Die Kanzler-Chance

VON LUKAS WALLRAFF

Was passiert, wenn Karlsruhe die Neuwahlen doch noch stoppt? Wird Rot-Grün dann einfach weitermachen? Kann Gerhard Schröder bis zum regulären Wahltermin 2006, also noch mehr als ein Jahr lang, Kanzler bleiben, obwohl er doch gerade erst bekundet hat, ihm fehle das stetige Vertrauen des Parlaments? Formal betrachtet, ist die Antwort einfach: Ja. Niemand könnte Schröder zwingen, seinen Rücktritt einzureichen. Mit der Vertrauensfrage, die er wie gewünscht verlor, hat er sich nicht verpflichtet, auch ohne Neuwahlen freiwillig das Kanzleramt zu räumen.
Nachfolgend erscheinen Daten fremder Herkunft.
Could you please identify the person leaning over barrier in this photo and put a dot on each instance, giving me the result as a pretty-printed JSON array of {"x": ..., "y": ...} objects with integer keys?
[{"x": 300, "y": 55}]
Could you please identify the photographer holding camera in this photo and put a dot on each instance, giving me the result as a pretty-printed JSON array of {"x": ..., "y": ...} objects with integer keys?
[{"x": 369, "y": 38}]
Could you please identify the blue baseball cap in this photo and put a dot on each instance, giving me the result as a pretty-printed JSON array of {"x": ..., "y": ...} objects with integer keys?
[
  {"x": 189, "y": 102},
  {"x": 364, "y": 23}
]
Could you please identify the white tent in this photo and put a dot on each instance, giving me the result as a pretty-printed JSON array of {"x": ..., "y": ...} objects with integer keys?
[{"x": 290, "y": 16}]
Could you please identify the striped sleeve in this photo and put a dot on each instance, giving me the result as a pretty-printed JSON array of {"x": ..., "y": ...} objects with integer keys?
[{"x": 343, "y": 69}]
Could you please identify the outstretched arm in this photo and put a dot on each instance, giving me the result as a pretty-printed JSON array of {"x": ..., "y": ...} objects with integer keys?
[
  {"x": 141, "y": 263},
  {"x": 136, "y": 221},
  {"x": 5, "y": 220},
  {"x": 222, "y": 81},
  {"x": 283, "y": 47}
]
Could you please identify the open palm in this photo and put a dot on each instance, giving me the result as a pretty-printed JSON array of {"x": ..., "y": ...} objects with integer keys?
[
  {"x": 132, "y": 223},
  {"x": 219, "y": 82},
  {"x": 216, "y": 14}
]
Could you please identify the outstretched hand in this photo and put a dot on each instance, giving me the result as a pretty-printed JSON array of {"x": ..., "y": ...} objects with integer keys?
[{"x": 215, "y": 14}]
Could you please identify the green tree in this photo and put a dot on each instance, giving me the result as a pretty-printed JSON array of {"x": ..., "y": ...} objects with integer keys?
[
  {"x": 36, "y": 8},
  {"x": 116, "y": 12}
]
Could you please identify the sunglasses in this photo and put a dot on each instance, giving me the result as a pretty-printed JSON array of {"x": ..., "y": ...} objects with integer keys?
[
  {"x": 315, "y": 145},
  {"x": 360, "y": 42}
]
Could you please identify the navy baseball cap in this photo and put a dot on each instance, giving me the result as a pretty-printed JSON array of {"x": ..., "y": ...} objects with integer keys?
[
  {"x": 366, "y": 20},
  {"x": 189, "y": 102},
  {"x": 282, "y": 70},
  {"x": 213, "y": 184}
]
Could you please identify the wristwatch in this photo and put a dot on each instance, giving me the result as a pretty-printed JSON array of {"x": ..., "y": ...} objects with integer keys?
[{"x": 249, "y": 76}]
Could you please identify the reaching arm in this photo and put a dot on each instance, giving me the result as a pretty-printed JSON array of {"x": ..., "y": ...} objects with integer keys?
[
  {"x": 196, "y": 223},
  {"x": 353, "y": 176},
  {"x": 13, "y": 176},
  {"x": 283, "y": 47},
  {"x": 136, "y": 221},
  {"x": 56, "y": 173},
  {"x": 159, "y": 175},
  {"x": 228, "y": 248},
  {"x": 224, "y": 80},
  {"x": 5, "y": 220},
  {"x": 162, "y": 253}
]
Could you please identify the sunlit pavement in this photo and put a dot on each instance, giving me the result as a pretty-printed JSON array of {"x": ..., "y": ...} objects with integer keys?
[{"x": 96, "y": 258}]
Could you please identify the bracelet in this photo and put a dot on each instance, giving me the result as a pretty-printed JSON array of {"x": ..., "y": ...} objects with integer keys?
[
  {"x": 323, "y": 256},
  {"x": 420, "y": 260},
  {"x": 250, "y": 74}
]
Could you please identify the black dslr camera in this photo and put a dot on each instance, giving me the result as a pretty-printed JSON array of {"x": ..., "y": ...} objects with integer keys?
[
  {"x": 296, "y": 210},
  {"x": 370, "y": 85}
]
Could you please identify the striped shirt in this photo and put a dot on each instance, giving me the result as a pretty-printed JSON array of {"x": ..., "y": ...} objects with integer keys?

Politisch ist die Antwort auf die Frage, wie es weiterginge, schwieriger. Viel schwieriger. So schwierig, dass führende SPD-Politiker lieber gar nicht darüber reden möchten. „Natürlich warten wir alle mit Respekt auf die Entscheidung des Verfassungsgerichts“, sagt der innenpolitische Sprecher der SPD-Bundestagsfraktion, Dieter Wiefelspütz, der taz. Doch das ist nur eine rhetorische Pflichtübung. Schon im nächsten Satz wird deutlich, was er vom obersten Gericht erwartet: die Neuwahlen durchzuwinken. Dass Karlsruhe eine andere Entscheidung treffen könnte als die von allen Parteien gewünschte, sprengt die Grenzen seiner Fantasie. „Das liegt außerhalb meines Vorstellungsvermögens“, so Wiefelspütz. Warum? „Weil die Plakate schon gedruckt sind.“ Die Neuwahlen jetzt noch abzublasen, „würde zu einer tiefen Verunsicherung in der Bevölkerung führen“, warnt der SPD-Politiker. Doch wäre wirklich nur die Bevölkerung verwirrt? Wohl kaum. „Über die Auswirkungen auf die SPD will ich gar nicht nachdenken“, räumt Wiefelspütz schließlich kleinlaut ein.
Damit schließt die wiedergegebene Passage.